Dear all,
I’m writing a project that involves making parameterised mathematical models and generating cost functions for them. Mathematically, let’s take model output as
y(u,\theta) where u are inputs and \theta are parameters. I then want to automatically differentiate cost functions on the model output, i…e. get:
\nabla_{\theta} C[y(\theta,u)] and \nabla^2_{\theta} C[y(\theta,u)].
I tried to make a minimal example using Flux.jl. It crashes when I try to take the second derivative. Code is here:
using Flux, Flux.Tracker
function modelref(inputs,parameters)
u = inputs
p = parameters
## arbitrary smooth function
y = u[2].*p[1].^2 .+ u[1].*u[2].*(p[1].^3).*p[2].^4
return y
end
function costf(inputs, parameters, model)
## arbitrary cost function on modelref output
return modelref(inputs,param(parameters)) - sum(inputs.^2)
end
function rawcostf(inputs, model)
## make function of parameters only. better if i could do a partial derivative of costf wrt parameters
return p -> costf(inputs,p,model)
end
cf = rawcostf([1,2],modelref)
dcf(p) = Tracker.gradient(cf,p;nest=true)[1]

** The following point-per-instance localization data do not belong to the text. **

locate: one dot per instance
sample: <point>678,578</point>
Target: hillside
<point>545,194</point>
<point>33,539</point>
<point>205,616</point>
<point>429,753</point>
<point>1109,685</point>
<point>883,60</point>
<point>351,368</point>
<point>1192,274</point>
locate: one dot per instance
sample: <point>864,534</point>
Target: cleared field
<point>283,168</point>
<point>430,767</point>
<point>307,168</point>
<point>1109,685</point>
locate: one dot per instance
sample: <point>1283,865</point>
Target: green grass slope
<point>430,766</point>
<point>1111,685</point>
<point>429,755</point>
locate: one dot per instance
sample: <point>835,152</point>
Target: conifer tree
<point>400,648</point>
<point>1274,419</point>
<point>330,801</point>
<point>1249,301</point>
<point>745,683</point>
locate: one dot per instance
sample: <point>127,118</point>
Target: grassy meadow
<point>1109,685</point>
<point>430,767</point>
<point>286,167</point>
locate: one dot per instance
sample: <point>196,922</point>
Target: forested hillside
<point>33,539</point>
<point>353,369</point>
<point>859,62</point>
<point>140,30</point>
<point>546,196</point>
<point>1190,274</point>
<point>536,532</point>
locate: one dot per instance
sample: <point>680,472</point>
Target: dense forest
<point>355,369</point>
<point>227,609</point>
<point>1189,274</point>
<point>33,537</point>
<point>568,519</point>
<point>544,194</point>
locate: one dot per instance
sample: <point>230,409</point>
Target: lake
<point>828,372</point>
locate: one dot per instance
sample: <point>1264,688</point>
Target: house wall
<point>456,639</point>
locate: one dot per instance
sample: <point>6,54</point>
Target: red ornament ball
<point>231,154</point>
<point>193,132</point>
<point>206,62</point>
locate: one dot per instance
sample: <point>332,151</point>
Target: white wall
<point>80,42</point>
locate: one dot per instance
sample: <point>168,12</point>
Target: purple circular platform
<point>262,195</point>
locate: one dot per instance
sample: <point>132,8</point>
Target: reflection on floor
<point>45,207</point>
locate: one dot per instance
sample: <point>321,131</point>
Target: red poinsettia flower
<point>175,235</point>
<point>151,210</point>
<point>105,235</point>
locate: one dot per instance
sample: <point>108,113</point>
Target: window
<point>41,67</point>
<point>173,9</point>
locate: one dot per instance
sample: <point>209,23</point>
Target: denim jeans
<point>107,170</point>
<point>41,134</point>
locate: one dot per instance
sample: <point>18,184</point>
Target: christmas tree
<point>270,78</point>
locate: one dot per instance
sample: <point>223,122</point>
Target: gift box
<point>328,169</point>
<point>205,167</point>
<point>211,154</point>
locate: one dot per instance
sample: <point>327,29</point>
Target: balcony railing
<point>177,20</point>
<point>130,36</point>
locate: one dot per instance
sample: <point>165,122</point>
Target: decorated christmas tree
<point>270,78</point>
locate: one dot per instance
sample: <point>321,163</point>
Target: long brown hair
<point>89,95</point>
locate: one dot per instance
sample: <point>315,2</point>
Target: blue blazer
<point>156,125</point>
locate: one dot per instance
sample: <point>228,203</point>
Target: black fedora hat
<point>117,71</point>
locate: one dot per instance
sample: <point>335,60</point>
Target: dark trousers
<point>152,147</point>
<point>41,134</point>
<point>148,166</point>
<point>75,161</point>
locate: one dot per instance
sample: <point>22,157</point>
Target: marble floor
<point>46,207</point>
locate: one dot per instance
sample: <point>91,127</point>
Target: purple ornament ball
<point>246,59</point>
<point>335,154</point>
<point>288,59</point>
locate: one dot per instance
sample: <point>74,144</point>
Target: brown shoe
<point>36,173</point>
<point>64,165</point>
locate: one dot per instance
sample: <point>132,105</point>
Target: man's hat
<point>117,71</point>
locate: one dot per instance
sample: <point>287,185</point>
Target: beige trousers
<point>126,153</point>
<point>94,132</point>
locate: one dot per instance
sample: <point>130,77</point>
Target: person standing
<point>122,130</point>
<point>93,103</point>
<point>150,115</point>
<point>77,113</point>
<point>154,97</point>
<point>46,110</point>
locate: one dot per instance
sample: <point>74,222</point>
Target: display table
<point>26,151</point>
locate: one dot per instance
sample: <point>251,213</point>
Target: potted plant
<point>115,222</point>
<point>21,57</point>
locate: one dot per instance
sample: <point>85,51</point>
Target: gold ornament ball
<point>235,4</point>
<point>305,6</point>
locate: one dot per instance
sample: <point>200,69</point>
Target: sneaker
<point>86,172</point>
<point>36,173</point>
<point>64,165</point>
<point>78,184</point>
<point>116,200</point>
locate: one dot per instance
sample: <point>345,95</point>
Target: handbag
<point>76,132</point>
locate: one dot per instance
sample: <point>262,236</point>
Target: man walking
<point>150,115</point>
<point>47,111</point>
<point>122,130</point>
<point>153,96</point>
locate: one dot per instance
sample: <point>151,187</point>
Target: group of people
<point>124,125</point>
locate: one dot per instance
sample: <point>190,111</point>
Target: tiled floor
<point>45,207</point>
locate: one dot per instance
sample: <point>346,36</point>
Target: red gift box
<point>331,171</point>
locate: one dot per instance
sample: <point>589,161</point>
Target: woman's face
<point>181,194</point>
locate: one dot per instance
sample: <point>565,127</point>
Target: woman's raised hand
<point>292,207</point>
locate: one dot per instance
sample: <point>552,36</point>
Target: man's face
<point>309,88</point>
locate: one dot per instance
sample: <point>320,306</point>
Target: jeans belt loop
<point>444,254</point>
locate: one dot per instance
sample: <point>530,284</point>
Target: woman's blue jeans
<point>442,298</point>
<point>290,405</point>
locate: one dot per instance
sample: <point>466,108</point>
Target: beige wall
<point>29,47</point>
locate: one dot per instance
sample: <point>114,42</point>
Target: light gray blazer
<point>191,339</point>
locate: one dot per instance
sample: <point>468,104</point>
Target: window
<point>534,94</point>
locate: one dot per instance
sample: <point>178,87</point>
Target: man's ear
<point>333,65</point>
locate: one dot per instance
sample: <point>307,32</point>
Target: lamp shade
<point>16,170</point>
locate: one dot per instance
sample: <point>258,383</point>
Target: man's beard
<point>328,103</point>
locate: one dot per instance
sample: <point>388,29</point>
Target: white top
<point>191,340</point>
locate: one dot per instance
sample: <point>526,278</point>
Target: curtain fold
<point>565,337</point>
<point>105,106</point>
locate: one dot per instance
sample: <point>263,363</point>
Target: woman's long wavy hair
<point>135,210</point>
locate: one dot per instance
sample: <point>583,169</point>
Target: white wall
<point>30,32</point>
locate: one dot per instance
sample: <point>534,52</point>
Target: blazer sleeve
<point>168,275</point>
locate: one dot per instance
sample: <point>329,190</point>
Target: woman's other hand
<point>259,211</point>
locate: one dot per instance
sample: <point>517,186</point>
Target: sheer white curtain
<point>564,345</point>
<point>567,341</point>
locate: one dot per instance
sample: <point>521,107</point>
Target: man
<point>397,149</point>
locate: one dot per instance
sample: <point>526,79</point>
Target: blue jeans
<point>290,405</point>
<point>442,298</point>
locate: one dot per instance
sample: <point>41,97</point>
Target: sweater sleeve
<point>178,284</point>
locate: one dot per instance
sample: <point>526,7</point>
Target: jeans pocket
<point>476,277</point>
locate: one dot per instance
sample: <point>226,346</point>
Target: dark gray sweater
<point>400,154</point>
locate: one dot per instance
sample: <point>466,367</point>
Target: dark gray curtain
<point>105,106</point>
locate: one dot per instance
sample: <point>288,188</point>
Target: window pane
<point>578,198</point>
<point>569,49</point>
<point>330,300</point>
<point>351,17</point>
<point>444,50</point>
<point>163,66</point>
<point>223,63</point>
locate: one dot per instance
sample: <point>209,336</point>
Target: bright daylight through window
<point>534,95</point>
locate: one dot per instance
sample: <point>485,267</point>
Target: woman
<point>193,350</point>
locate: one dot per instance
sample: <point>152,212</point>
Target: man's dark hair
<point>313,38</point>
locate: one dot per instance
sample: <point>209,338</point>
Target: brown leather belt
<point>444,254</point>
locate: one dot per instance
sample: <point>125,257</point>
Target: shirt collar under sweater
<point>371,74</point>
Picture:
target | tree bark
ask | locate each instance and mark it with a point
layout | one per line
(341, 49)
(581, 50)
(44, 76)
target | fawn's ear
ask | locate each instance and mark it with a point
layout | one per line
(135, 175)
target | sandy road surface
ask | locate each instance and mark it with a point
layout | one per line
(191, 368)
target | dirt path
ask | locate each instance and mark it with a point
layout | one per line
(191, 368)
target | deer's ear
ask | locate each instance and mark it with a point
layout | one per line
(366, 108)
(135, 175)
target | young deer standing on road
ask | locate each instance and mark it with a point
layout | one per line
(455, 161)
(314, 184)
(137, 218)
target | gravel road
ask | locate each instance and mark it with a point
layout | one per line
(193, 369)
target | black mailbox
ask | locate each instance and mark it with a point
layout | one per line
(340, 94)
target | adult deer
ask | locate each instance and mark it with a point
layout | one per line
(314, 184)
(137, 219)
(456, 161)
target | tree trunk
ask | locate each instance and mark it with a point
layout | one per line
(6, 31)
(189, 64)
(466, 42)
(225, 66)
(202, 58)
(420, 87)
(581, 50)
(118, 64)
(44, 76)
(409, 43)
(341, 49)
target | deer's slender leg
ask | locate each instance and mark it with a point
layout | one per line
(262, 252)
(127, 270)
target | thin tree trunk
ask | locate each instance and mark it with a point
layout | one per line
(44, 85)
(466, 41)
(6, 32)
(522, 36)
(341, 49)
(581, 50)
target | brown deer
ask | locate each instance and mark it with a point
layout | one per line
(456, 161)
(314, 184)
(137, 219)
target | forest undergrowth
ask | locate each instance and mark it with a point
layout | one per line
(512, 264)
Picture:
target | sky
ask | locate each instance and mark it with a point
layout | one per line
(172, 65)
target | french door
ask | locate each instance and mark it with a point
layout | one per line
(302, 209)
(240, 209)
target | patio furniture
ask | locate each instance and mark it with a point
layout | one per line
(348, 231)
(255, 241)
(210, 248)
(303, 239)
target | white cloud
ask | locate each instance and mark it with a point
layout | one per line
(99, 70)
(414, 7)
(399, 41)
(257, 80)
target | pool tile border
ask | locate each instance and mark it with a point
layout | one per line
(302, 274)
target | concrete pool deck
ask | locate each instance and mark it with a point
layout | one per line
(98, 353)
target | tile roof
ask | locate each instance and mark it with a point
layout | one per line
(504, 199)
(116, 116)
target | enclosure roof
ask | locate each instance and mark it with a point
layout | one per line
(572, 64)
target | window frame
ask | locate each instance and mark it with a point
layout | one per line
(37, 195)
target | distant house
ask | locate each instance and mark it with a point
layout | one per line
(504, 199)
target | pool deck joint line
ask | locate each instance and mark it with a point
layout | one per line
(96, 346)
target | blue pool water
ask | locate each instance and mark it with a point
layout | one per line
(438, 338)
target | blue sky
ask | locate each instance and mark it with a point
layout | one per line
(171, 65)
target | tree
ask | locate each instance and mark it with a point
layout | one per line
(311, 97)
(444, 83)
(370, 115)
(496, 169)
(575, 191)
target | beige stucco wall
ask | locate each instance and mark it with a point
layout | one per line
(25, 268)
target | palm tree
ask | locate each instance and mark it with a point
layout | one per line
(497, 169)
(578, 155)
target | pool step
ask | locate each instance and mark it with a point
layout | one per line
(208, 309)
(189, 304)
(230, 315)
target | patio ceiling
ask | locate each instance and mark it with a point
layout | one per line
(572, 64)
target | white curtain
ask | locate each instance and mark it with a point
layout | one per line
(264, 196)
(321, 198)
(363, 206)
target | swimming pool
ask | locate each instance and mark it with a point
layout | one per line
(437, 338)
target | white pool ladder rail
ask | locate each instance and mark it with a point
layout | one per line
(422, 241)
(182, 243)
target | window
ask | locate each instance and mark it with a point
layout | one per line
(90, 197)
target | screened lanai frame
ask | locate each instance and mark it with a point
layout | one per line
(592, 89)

d2cf(p) = Tracker.jacobian(dcf,p)
However, when i call d2cf(p) I get the following error: ERROR: Nested AD not defined for getindex.
More generally, eventually I would like to substitute modelref with the output of ordinary differential equations, and generate cost functions on their trajectories. Would Flux be able to handle this?
I’m finding it hard to work out what’s going wrong as I’m not fluent in reading the flux source code. Any help would be much appreciated!
PS this is my first online post ever about a coding problem :). If I haven’t phrased my question in a conventional/easy to parse way, or I’ve made any faux pas, please let me know! Thanks a lot!